In the News

Fish Talk in the News – Friday, April 17

In New England, Atlantic cod has been overfished and subject to overfishing for decades. Image via NOAA.

  • Yesterday, Northeast Regional Administrator John Bullard sent a very strong letter to the New England Fishery Management Council regarding the shortcomings of the Habitat Committee’s recommendations for the Omnibus Habitat Amendment.
  • NOAA released the 2014 Status of U.S. Fisheries report to Congress, as required by the Magnuson-Stevens Act. According to the report, overfishing (26) and overfished (37) stocks are at an all-time low. Two species were removed from the overfished list, and six were removed from the overfishing list (but four were added). Peter Baker, director of U.S. Oceans, Northeast for the Pew Charitable Trusts, says, “This report just underscores that the future of the fishery has to be how to catch these stocks that are coming back and not catch cod to the point where biomass goes to zero.”
  • New England fish stocks are far behind those of other regions, according to the NOAA status report. 12 stocks are either on the overfishing or overfished list. 7 of the stocks are on both.
  • NOAA removed Atlantic bluefin tuna from the overfishing list. The adult bluefin population is about 30,000 metric tons, a level not seen since the early 1980s. Fishery managers plan to recommend a catch quota increase to the International Commission for the Conservation of Atlantic Tunas (ICCAT). Maine and Massachusetts are the top two in number of commercial bluefin tuna fishermen in the U.S.
  • The NEFMC Council meeting is next week, April 21-23, in Mystic, CT. April 22 and 23 will be dedicated to discussions on Omnibus Essential Fish Habitat Amendment 2, and the Council plans to take a final vote on the amendment.
  • NEFMC will also be holding the final scoping hearing on Herring Amendment 8 next week, April 20, 2015. The public will be able to provide comments from 6-8pm.
  • The 2014-15 Maine scallop season is over and regulators say it appears to be one of the best in years. Final numbers will not be available under early 2016, but December 2014 hauls (215,920 pounds) were up 16% from December 2013.

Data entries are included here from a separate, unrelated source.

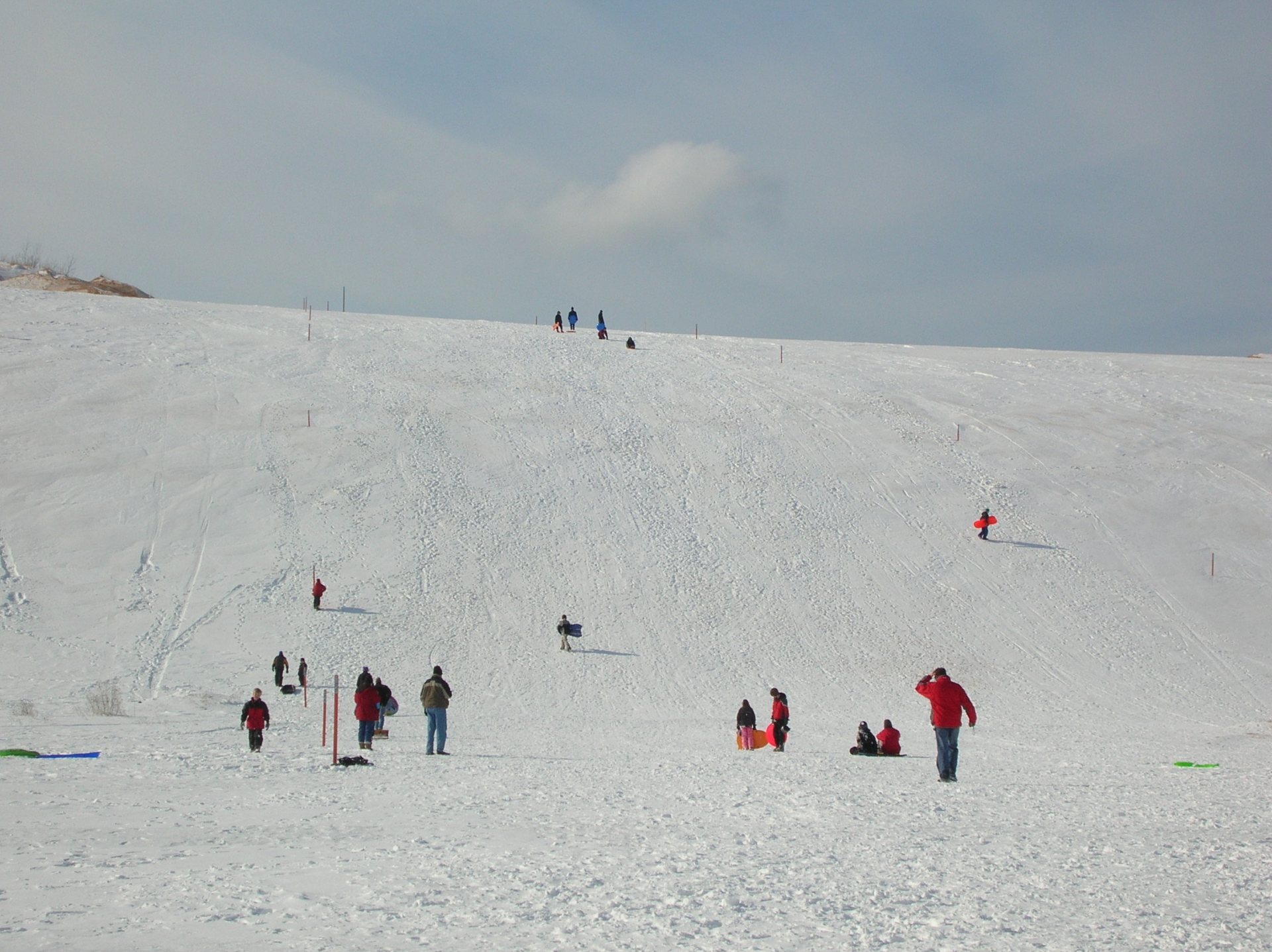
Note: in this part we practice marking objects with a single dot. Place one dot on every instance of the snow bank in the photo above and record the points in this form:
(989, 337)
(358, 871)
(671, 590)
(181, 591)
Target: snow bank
(720, 522)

  • Massachusetts, New Hampshire, Rhode Island, and Connecticut reduced the striped bass daily bag limit for recreational fishermen to one fish at 28 inches. Changes in the management plan required the states to reduce harvest by 25%.
  • Unhappy with recent regulation changes, Connecticut shellfish companies want to create a 10-person shellfish “coordinating council” outside of the governor’s authority. State officials say they are improving an outdated leasing system to protect public health, but the shellfish industry says the new system is unfair and is trying to take away shellfish beds. The shellfish industry’s bill passed the General Assembly last month.

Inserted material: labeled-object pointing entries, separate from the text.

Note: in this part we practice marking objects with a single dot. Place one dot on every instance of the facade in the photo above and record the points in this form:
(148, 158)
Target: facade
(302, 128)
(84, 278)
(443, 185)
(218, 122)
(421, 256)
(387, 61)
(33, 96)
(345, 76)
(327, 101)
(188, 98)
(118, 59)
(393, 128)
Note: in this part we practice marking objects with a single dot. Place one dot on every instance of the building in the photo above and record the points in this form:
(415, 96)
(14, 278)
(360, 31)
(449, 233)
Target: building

  • The Center for Sustainable Fisheries proposed the development of a Northeast Cooperative Trawl Program (NECTP) to help improve fisheries management and sustainable stocks in New England. Participants in the program would include representatives from the Northeast Fisheries Science Center, NEFMC, the fishing industry, New England states, and academics. The program would be responsible for improving confidence in survey data and stock assessments.
  • NOAA awarded $800,000 to Maine Sea Grant. The grant money will be used to fund the program’s research, education, and outreach efforts along Maine’s coast.
  • When it comes to organic seafood, the U.S. is playing catch up, but the U.S. Department of Agriculture announced that it will propose standards for farm-raised organic fish this year. If the USDA moves quickly, organic farmed seafood – such as salmon, tilapia, mussels, and clams – could be on the market in two years. Some environmental groups, however, are concerned the rules will not be strict enough and have criticized the recommendations. For example, they argue that a fish cannot be certified organic unless it eats 100% organic feed.